# Just upgraded from Premiere to Edge, new model seems noisier, is that normal/expected?



## Tennberg (Jun 25, 2012)

I replaced an aging Premiere with an Edge cable model a couple days ago. Setup was unexpectedly easy, especially considering that I used the CableCard that had been in the Premiere since I first set it up. I used Comcast's activation website and was very happy that it worked on the first attempt.
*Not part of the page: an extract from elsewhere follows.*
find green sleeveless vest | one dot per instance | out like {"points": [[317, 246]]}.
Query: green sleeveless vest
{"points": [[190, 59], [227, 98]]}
The new unit is much snappier and having the extra tuners and storage is great. My one concern is that the Edge seems noticeably noisier than the Premiere. With ambient noise in the living room, I can hear the Edge buzzing from about 7-8 feet away. It sounds more like it's the fan and not the HD making the buzzing noise. Are all Edge units like this? Is it worth exchanging?


----------



## JoeKustra (Dec 7, 2012)

Tennberg said:


> I replaced an aging Premiere with an Edge cable model a couple days ago. Setup was unexpectedly easy, especially considering that I used the CableCard that had been in the Premiere since I first set it up. I used Comcast's activation website and was very happy that it worked on the first attempt.
> 
> The new unit is much snappier and having the extra tuners and storage is great. My one concern is that the Edge seems noticeably noisier than the Premiere. With ambient noise in the living room, I can hear the Edge buzzing from about 7-8 feet away. It sounds more like it's the fan and not the HD making the buzzing noise. Are all Edge units like this? Is it worth exchanging?


I don't remember any posts concerning fan noise with an Edge. You might consider replacement. It should be silent from that distance.


----------



## Deuga (Jul 6, 2020)

Mine's rather quiet. I've never thought about the noise. I had to stop and think about it to hear it. The air coming from my A/C vent in my family room makes more noise. My old Motorola DVR was annoyingly noisy in comparison.


----------



## shwru980r (Jun 22, 2008)

Tennberg said:


> I replaced an aging Premiere with an Edge cable model a couple days ago. Setup was unexpectedly easy, especially considering that I used the CableCard that had been in the Premiere since I first set it up. I used Comcast's activation website and was very happy that it worked on the first attempt.
> 
> The new unit is much snappier and having the extra tuners and storage is great. My one concern is that the Edge seems noticeably noisier than the Premiere. With ambient noise in the living room, I can hear the Edge buzzing from about 7-8 feet away. It sounds more like it's the fan and not the HD making the buzzing noise. Are all Edge units like this? Is it worth exchanging?


You could buy a Mini Vox and upgrade the hard drive in the Premiere for less than half the cost of the edge.


----------